I finally spoke to a supervisor, and I asked why some death certificates would be accepted and others not. She said the death certificate would be accepted only if it listed me as a relative.
My mother’s death certificate listed my father as her spouse, but not any of her children. The supervisor said that an obituary also would suffice. She also said the safest way to get the refund processed was online, and she directed me through the rather non-intuitive series of drop-down menus I would need to follow.
I tried this online method and spent at least an hour on different formats for the death certificate in order to meet the maximum file size of 1.1MB. When I hit “submit,” the screen went to a blank white page. I called US Airways and was told that the form had not gone through and that I’d have to try again. I did and got the same result. After several more tries and several more phone calls to US Airways, a representative told me I was using the wrong Web browser. More website troubles followed.
I’m just trying to get my $200 change fee refunded.
– Patricia Clay, Washington
I’m so sorry for your loss. At a time like this, an airline shouldn’t be charging you extra for your ticket, and if it does, it should promptly refund your fees if you can show that you’ve had a death in the family. Kudos to Delta for the way it handled your sister’s bereavement fare. That’s the way it should be done.

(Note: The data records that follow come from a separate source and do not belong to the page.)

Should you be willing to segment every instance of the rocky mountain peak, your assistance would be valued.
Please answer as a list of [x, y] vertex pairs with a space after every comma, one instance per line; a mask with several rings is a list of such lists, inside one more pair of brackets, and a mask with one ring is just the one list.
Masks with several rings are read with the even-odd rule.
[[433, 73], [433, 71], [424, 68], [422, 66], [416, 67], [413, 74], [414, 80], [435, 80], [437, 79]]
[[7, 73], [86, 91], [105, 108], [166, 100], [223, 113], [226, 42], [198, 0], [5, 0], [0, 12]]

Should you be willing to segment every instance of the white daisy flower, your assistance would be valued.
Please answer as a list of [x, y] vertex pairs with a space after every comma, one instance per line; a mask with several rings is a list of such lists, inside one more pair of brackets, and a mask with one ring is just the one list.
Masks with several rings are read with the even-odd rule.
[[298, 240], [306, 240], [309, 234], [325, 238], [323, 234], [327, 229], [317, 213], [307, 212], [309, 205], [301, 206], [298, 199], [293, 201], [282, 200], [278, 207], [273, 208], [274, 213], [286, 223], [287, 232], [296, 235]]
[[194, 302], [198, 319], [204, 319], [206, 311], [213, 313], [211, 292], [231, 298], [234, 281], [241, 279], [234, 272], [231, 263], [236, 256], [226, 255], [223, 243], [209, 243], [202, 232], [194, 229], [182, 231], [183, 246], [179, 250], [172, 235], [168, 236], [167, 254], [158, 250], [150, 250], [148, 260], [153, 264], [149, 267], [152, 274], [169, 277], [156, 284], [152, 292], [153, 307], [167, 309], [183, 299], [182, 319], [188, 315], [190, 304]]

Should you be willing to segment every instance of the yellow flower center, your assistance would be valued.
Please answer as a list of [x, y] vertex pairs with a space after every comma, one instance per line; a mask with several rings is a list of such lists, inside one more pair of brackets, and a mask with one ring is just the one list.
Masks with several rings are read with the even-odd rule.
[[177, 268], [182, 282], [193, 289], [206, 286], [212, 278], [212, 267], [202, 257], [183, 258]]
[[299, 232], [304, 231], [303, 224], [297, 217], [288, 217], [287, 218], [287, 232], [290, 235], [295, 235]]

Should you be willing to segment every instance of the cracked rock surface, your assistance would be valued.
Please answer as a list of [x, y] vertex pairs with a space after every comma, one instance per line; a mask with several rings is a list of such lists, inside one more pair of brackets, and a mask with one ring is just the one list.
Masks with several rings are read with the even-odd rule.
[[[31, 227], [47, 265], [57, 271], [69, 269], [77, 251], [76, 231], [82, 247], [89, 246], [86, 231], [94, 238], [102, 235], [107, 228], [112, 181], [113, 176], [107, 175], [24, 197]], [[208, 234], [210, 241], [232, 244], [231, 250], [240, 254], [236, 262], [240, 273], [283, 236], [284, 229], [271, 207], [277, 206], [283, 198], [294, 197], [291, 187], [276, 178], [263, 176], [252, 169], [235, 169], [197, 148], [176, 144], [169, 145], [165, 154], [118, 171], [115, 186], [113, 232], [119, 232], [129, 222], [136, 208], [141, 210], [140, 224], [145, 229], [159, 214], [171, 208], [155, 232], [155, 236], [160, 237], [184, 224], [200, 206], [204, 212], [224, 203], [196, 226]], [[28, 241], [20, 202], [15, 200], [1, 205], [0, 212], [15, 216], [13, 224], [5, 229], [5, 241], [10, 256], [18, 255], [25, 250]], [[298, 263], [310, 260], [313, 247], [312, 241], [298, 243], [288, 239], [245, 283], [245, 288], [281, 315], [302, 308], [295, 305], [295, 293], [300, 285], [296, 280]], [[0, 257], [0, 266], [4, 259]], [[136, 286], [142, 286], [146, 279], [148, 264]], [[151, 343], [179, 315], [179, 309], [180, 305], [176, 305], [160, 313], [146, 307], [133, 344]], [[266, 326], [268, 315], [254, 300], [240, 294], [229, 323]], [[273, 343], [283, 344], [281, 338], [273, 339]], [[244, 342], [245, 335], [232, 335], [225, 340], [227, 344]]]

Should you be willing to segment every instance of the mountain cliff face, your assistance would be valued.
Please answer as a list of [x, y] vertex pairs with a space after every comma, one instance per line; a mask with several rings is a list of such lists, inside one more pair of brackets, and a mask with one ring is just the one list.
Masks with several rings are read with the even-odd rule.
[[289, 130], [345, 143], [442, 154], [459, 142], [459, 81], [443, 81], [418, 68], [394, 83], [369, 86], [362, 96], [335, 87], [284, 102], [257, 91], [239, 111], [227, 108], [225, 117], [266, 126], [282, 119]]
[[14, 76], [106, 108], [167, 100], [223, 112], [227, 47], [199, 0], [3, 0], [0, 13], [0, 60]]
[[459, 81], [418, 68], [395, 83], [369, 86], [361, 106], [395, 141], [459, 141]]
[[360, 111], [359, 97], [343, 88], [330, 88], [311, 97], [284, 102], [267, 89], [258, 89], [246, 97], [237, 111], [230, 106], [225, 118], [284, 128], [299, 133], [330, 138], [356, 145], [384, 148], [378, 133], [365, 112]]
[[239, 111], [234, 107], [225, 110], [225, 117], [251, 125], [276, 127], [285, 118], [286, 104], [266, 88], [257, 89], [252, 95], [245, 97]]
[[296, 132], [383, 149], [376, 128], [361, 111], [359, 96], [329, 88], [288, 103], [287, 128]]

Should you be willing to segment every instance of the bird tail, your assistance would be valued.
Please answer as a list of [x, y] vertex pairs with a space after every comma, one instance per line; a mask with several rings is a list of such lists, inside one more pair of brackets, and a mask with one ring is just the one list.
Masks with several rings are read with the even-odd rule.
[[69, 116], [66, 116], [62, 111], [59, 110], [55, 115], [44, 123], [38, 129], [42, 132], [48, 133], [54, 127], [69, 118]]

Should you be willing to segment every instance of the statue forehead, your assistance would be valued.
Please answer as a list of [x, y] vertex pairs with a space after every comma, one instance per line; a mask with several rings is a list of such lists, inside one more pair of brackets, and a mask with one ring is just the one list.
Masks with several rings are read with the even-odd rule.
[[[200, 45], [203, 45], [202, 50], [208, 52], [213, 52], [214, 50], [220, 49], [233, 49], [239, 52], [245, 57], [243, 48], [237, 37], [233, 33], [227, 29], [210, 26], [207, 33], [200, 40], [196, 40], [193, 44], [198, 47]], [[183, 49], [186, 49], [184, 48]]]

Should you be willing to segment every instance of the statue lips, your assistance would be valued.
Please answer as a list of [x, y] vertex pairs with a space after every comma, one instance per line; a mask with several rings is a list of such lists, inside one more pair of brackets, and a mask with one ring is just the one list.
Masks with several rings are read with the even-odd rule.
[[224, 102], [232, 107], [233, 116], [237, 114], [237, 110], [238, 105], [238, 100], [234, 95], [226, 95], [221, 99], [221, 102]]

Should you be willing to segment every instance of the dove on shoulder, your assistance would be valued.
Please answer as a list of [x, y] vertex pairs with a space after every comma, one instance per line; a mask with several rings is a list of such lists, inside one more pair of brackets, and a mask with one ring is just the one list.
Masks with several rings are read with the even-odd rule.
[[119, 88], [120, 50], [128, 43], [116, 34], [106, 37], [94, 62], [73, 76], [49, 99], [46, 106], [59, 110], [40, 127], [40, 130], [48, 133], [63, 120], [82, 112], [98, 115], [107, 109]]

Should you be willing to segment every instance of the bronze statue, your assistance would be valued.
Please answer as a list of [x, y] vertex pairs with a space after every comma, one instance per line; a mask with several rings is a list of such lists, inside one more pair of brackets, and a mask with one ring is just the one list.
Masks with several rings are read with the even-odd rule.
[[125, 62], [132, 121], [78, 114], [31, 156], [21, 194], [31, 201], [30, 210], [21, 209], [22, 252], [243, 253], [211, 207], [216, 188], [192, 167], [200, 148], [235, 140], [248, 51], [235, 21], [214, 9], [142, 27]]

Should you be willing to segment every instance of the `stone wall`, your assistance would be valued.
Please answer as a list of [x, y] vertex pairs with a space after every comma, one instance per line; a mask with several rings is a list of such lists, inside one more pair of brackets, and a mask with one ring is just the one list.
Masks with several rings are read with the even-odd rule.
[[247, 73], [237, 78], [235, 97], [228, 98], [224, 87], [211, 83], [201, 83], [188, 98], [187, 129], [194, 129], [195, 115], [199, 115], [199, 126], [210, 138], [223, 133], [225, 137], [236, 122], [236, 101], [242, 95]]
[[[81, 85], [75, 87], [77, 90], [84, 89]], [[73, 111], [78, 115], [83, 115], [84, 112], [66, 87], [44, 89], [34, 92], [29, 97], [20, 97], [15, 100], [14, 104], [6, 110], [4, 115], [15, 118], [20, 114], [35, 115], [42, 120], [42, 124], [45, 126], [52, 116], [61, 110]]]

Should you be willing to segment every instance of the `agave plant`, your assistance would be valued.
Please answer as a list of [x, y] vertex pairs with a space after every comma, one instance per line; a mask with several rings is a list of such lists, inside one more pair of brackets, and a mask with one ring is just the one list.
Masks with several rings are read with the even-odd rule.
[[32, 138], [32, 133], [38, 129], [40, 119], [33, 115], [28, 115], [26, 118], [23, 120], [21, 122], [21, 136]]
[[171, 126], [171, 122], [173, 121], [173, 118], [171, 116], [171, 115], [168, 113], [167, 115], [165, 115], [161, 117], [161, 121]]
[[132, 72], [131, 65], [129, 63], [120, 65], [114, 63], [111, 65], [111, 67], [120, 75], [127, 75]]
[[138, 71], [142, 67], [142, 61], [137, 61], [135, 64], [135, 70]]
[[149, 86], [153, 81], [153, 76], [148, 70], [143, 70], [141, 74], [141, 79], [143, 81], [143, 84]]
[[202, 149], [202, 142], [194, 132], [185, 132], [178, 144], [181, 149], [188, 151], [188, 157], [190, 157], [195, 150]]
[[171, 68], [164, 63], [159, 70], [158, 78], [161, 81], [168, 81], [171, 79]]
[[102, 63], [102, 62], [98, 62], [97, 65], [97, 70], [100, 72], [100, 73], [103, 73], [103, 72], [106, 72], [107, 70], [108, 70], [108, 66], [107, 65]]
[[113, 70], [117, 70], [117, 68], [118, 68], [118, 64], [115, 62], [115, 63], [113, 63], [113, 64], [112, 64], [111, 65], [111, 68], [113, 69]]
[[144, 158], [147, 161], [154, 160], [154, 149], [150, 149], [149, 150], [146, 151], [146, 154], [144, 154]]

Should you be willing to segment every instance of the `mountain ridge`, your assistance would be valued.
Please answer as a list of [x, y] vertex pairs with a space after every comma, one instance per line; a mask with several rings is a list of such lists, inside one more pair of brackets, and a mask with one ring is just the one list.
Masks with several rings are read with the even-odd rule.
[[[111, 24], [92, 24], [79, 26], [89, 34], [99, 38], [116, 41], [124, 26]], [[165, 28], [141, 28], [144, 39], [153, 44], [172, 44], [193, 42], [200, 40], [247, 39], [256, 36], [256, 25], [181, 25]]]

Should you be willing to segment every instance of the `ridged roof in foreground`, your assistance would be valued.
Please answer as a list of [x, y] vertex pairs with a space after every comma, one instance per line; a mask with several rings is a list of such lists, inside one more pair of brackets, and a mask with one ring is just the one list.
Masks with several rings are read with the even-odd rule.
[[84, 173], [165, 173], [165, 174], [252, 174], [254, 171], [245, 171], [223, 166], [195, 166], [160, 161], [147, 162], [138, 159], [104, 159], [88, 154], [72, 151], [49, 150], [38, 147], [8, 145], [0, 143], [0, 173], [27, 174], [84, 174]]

US Airways, which recently has merged with American Airlines, did not handle this by the book.
If US Airways only accepted reservations through Internet Explorer, how much business would it be turning down? Similarly, limiting your upload to 1.1MB, when a lot of scans can routinely exceed that, is certain to turn away some grieving passengers.
You could have appealed your case to one of the airline’s executives. I list their names and email addresses on my site: http://elliott.org/contacts/us-airways. Remember, though, that US Airways is under no obligation to refund anything. An airline may waive its own rules when you have a death in the family, but it doesn’t have to.
I contacted US Airways on your behalf and emailed the paperwork. The airline has processed a refund.